City Notes

Family Portrait
Eight-year-old Ann-Marie drinks her milk.
The edge of morning slices through a slat
At the glasses asleep in pools of sweat.

Picking her way through stubble fields
Of a riotous night her day breaks
Into shards of sharp memories strewn
Cut, bruised, and sleeping about the flat
With mum and reveling strangers and dad.

She steps routinely over crackheads on the stairs . . .
Outside the jagged rain rips the tired day.

Huddled in the doorway she watches
Her paper boat drown in the gutter.

A Jog in the Park
The blood-eyes blank in the ski-mask slits,
A fistful of hair beneath her.
The knife on top, its tip at her tits,
Stilled even the faintest shudder.

Beyond the hedged-in grassy glade,
The birds oblivious winging,
Still on her ears her ipod played,
Her favorite song kept singing.

His smell osmosed into her soul,
Her silence rent the night!
Her God stayed hidden like a mole,
His God laughed at his might!

Can I Play Too?
Eagerly he stumps toward the jungle gym.
The smile freezes.
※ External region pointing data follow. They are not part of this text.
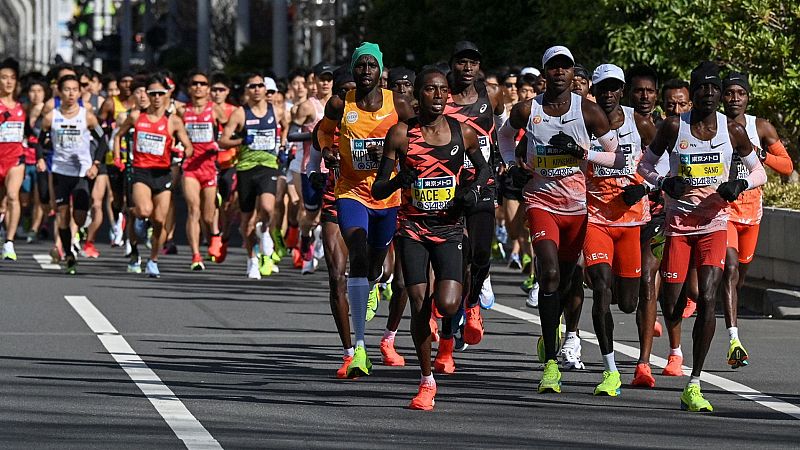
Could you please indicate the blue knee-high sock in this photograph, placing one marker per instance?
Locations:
(358, 293)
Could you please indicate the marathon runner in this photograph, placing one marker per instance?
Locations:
(430, 150)
(701, 145)
(745, 213)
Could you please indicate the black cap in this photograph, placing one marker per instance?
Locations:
(322, 68)
(466, 47)
(737, 79)
(401, 73)
(705, 73)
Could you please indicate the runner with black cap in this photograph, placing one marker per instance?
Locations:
(701, 145)
(746, 211)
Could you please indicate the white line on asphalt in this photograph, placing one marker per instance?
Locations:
(633, 352)
(185, 426)
(46, 262)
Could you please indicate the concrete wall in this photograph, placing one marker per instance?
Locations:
(778, 252)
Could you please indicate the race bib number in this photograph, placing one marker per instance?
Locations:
(200, 132)
(11, 131)
(552, 162)
(702, 169)
(68, 138)
(263, 140)
(151, 144)
(627, 170)
(486, 150)
(433, 194)
(361, 158)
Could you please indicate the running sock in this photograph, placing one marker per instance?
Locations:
(733, 333)
(608, 362)
(388, 335)
(358, 292)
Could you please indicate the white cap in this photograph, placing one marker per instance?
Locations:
(606, 71)
(555, 51)
(531, 70)
(270, 84)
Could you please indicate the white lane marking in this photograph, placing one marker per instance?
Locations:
(633, 352)
(185, 426)
(46, 262)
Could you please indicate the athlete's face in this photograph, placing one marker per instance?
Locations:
(8, 81)
(643, 95)
(465, 69)
(735, 100)
(69, 92)
(366, 72)
(608, 93)
(198, 87)
(559, 73)
(676, 101)
(706, 98)
(433, 94)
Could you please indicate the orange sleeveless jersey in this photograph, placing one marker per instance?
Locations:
(358, 130)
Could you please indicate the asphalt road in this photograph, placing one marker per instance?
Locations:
(250, 364)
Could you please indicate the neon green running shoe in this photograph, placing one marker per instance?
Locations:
(610, 386)
(737, 355)
(551, 378)
(360, 365)
(692, 400)
(372, 302)
(265, 265)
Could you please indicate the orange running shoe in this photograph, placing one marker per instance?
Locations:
(643, 376)
(215, 247)
(673, 368)
(425, 397)
(690, 308)
(389, 354)
(341, 373)
(444, 362)
(473, 329)
(89, 250)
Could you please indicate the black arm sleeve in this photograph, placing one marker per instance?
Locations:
(384, 186)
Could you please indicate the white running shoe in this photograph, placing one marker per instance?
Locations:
(571, 354)
(486, 296)
(533, 296)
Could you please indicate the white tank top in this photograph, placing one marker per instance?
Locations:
(558, 184)
(72, 151)
(704, 165)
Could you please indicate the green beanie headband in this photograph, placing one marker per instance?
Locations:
(367, 48)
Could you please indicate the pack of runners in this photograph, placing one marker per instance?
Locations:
(408, 184)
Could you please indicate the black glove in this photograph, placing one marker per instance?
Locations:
(519, 176)
(568, 145)
(730, 190)
(407, 176)
(317, 180)
(631, 194)
(675, 187)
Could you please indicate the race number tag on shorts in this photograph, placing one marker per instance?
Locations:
(152, 144)
(702, 169)
(486, 149)
(433, 194)
(627, 170)
(549, 161)
(11, 131)
(68, 138)
(200, 132)
(263, 140)
(361, 158)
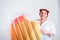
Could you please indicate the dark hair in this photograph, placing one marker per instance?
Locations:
(44, 9)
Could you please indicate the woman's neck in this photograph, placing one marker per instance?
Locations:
(42, 21)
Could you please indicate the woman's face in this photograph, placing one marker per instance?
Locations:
(43, 14)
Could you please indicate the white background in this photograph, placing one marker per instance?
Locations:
(10, 9)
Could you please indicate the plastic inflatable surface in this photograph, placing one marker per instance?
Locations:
(23, 29)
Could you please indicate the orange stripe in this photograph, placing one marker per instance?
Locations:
(18, 30)
(30, 29)
(23, 29)
(13, 34)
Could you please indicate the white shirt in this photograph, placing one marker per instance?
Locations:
(48, 26)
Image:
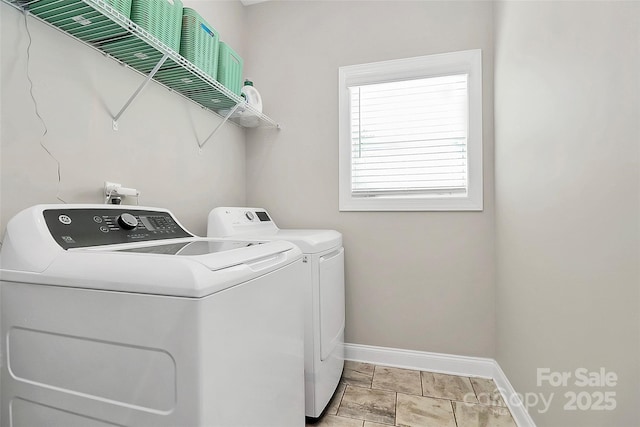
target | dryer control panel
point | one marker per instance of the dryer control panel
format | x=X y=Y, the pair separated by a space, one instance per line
x=231 y=221
x=83 y=227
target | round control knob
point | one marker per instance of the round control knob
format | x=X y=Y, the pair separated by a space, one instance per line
x=127 y=221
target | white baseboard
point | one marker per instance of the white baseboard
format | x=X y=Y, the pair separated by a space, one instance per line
x=446 y=364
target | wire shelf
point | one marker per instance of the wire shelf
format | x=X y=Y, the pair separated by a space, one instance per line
x=105 y=25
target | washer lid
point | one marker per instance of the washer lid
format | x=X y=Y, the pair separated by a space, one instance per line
x=36 y=252
x=182 y=269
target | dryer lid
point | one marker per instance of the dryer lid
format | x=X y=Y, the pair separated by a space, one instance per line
x=256 y=223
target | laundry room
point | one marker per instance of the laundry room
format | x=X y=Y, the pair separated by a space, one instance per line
x=521 y=284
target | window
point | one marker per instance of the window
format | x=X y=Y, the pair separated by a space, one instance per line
x=411 y=134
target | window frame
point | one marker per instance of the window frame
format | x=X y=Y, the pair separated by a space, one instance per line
x=462 y=62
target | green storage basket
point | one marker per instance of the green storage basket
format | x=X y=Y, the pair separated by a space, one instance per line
x=80 y=19
x=230 y=68
x=199 y=42
x=160 y=18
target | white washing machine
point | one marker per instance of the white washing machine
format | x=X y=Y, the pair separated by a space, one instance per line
x=323 y=259
x=118 y=316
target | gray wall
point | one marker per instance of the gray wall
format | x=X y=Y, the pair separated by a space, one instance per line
x=567 y=110
x=415 y=280
x=78 y=90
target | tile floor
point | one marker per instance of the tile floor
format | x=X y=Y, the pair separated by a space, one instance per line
x=379 y=396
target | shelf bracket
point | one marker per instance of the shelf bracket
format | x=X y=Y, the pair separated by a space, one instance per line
x=137 y=92
x=224 y=120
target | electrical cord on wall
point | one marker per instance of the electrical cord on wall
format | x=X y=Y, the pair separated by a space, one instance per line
x=35 y=105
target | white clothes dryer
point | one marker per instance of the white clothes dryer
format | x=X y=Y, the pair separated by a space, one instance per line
x=323 y=260
x=115 y=315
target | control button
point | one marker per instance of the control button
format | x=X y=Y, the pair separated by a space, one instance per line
x=64 y=219
x=127 y=221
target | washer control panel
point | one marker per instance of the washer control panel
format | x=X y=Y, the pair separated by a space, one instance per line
x=78 y=228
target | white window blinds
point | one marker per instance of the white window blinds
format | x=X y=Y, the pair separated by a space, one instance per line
x=409 y=137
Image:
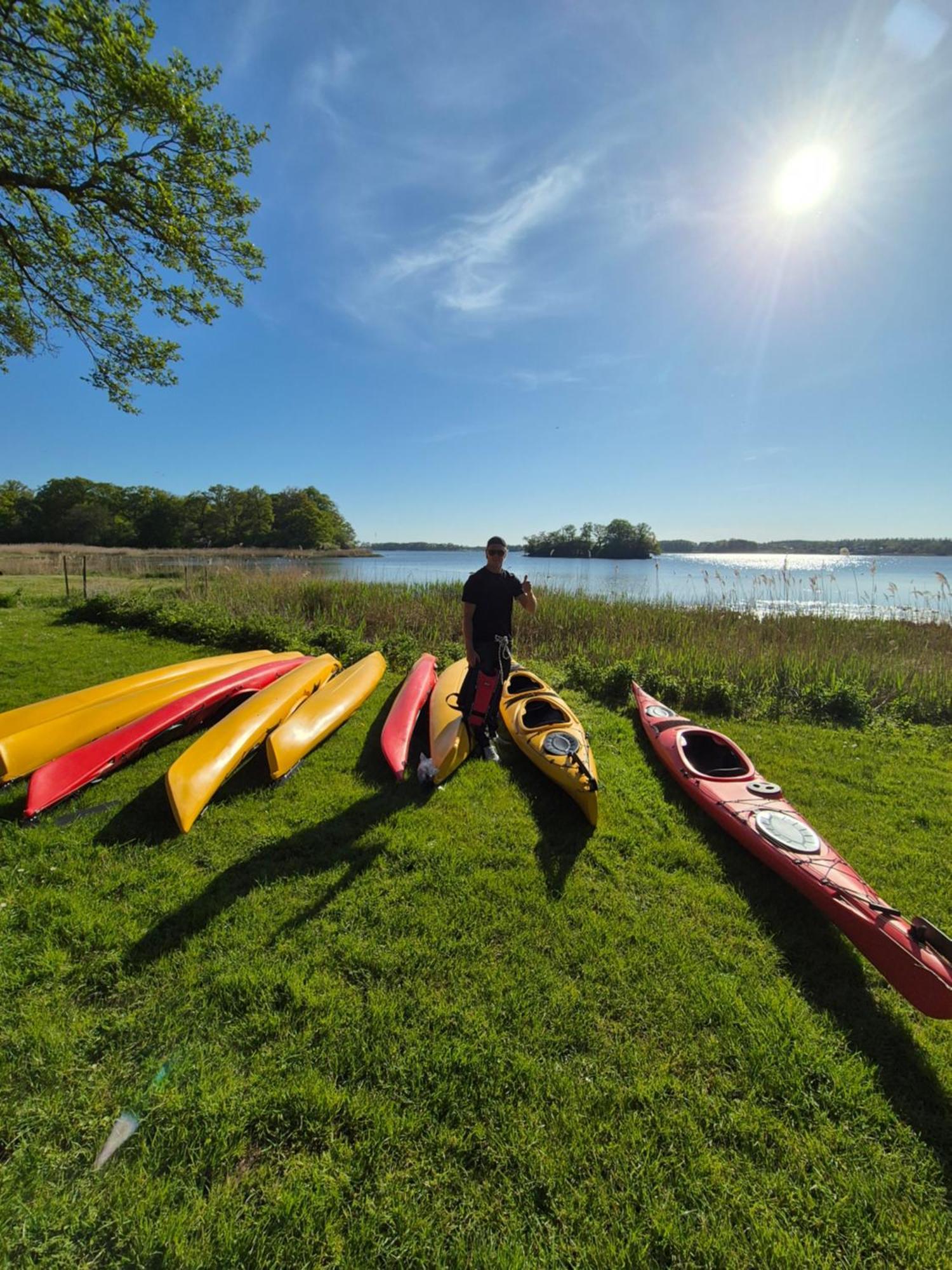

Hurt recognizes in the giggles
Piercing familiar derisive notes, peering fingers,
Lips curling into oohs and ahs.

Shrinking from the bars into the yard
Of his solitude he contemplates
His shrunken half-made-up body
For the umpteenth time wondering.

Fishing
Men with bored poles by the mucky canal
Search the sludge flotsamming past the banks
Packed with homebound crowds gathered
For a look, a laugh, and a suppertime tale.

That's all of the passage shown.